2026 AAAI AAAI 2026

Graph-augmented and Over-smoothing-resistant Contrastive Clustering for Short Text

Abstract

Abstract Short texts present significant challenges for clustering due to semantic sparsity, limited contextual information, and ambiguous category boundaries. While recent studies incorporating contrastive learning and cluster structure optimization have improved performance, their reliance on augmented samples often introduces noise and weakens the capacity of pretrained language models to capture fine-grained semantics. To address these issues, we propose a Graph-augmented and Over-smoothing-resistant Contrastive Clustering framework (GOCC).

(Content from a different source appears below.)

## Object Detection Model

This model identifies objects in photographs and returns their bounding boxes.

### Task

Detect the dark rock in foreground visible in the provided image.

Specifically, GOCC constructs sentence-level and cluster-level graphs to capture local semantic similarity and global structural patterns, incorporating these signals into sentence representations to enhance representational quality and clustering suitability. Moreover, we introduce a contrastive mechanism based on intermediate layer representations within graph-augmented contrastive learning to alleviate semantic over-smoothing caused by deep networks. Finally, a target-distribution-driven clustering optimization strategy is employed to leverage high-confidence samples in guiding cluster assignments. Experimental results on several benchmark short text datasets demonstrate that GOCC consistently outperforms state-of-the-art methods in terms of clustering accuracy and normalized mutual information.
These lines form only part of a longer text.